Margret Kopp lenkte den Blick auf Afrika: „Es ist von Europa – an der Straße von Gibraltar – nur 14 Kilometer entfernt – ein Nachbar, den wir aber überhaupt nicht kennen, außer über Medienmeldungen von Hunger, Not, Korruption und Völkermord und Bilder schöner Landschaften.“ Der kulturelle Reichtum – von Straßentheater-Traditionen bis zu moderner Architektur auf Lehmbasis – sei unbekannt. Deshalb rief sie auf, „Initiativen zu starten – über die Schule, die Medien, Austausch, Tourismus, daß wir unsere direkten Nachbarn einschätzen können und wissen, wie sie ticken.“ Die Bevölkerung sei sehr jung und werde sich bis 250 verdoppeln. Täglich 15 000 Kinder würden an Hunger und fehlenden Behandlungsmöglichkeiten sterben. Sich darum zu kümmern sei „nicht nur Gutmenschentum, sondern eine Zukunftsaufgabe“. Wir müssen zu einem sozialen Ausgleich zwischen reichen und armen Ländern kommen. Die Starken müssen den Schwachen helfen, es kann nicht umgekehrt sein. Es ist im unseren Interesse, daß es nicht auf unsere Kinder und Enkel zurückfällt.
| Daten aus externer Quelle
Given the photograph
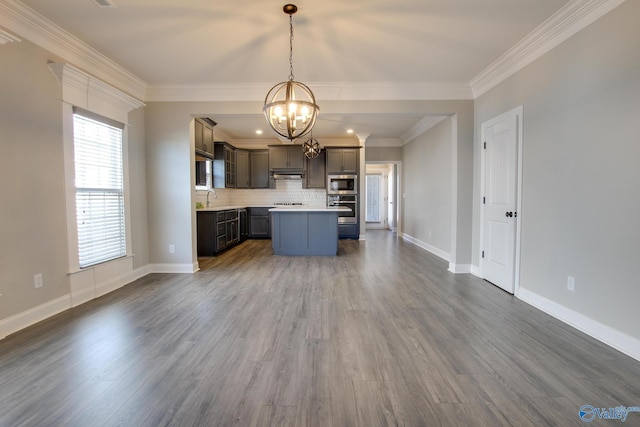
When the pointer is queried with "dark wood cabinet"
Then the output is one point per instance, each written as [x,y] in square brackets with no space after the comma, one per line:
[224,165]
[259,168]
[342,160]
[316,176]
[243,221]
[259,222]
[217,231]
[242,169]
[348,231]
[286,157]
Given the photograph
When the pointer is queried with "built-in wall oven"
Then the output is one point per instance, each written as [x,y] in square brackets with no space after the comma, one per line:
[347,201]
[342,184]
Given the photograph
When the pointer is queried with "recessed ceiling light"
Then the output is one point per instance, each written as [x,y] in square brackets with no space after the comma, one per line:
[104,3]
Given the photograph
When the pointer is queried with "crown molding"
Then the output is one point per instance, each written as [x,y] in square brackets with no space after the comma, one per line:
[322,91]
[421,127]
[27,23]
[88,92]
[5,37]
[34,27]
[573,17]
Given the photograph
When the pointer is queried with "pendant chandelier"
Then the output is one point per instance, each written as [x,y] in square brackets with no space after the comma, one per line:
[290,107]
[311,147]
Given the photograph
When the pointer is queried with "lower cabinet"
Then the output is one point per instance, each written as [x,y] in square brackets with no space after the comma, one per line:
[259,223]
[348,231]
[217,231]
[244,224]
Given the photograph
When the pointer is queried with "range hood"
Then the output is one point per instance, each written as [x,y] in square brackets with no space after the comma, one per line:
[292,175]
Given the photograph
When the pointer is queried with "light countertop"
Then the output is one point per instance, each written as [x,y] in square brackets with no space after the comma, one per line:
[309,209]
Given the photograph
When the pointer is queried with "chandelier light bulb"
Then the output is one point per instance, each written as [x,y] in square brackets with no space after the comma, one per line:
[293,97]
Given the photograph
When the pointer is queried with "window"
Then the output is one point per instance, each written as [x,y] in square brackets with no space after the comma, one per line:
[99,188]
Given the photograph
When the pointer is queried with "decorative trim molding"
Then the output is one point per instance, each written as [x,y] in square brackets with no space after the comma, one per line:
[322,91]
[174,268]
[29,24]
[421,127]
[459,268]
[475,270]
[427,247]
[51,308]
[34,315]
[573,17]
[7,38]
[603,333]
[83,90]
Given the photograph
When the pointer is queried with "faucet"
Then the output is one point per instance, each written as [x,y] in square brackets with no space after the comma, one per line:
[215,196]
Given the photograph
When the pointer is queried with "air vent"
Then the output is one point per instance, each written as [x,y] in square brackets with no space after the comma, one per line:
[104,3]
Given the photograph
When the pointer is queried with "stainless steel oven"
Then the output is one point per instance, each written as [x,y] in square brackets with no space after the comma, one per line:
[347,201]
[342,184]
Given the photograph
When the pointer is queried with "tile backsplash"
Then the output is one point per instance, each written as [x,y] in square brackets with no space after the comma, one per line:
[286,191]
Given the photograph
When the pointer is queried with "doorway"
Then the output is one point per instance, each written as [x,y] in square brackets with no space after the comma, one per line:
[500,215]
[380,196]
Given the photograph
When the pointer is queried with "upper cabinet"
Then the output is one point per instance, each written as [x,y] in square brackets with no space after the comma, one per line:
[316,176]
[203,128]
[242,169]
[224,165]
[286,157]
[259,168]
[342,160]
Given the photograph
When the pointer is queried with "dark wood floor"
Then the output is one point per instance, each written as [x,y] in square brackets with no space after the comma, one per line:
[380,335]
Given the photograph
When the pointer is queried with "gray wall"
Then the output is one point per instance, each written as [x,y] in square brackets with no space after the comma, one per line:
[384,154]
[33,221]
[580,198]
[428,187]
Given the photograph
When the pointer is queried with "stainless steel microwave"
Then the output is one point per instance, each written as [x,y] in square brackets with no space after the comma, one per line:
[342,184]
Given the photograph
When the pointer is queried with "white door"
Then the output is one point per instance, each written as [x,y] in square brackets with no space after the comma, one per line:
[499,198]
[374,215]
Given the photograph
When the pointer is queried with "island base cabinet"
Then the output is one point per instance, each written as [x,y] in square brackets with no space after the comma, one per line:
[348,231]
[304,233]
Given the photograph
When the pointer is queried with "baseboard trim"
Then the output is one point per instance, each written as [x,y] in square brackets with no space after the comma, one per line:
[174,268]
[475,270]
[51,308]
[427,247]
[459,268]
[34,315]
[612,337]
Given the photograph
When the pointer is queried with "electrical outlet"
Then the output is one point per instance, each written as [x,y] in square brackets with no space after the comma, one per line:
[37,280]
[571,283]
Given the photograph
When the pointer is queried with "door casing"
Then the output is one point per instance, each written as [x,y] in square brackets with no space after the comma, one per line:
[516,113]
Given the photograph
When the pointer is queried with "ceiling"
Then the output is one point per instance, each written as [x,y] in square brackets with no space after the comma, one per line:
[357,50]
Auf die Frage aus dem Publikum, wohin denn die Milliarden geraten seien, die man in den letzten Jahren in die Entwicklungshilfe ausgegeben habe, antwortete Margret Kopp wie aus der Pistole geschossen: „Ich möchte mir nicht vorstellen, wie Afrika aussehen würde, wenn die Gelder nicht geflossen wären.“ Sicher sei viel versickert, aber inzwischen habe man dazugelernt: „Die Zusammenarbeit über den Staatsapparat ist schwieriger zu kontrollieren, trotzdem ist sie auch nötig.“ Sie selbst als Leiterin einer Privatorganisation versuche aber die Regierungen möglichst zu umgehen. Zur Zeit wachse in Afrika eine gebildete Schicht heran – etwa Ärzte, die in Europa studiert hätten, weil es in Togo nur die Grundausbildung gebe. Sie müsse man ermutigen, zurückzugehen und das Gelernte für ihre Länder und ihre Mitmenschen anzuwenden: „Leute, es ist euer Land, Afrika gehört euch.“ Die dann entwickelten Konzepte gelte es, wenn sie überzeugend seien, auch zu akzeptieren, weil die Afrikaner selbst am besten wüßten, wie sie „die Moderne an ihren Kulturraum herantragen.“ Internet und Mobiltelefon funktioniere in Togo „wesentlich besser als bei mir in Maisach. Die Studenten laden sich alles aus dem Internet herunter.“ Eine gebildete Jugend in Afrika sei wichtig, damit die europäische Jugend dort auf Partner treffe, mit denen sie kommunizieren könne.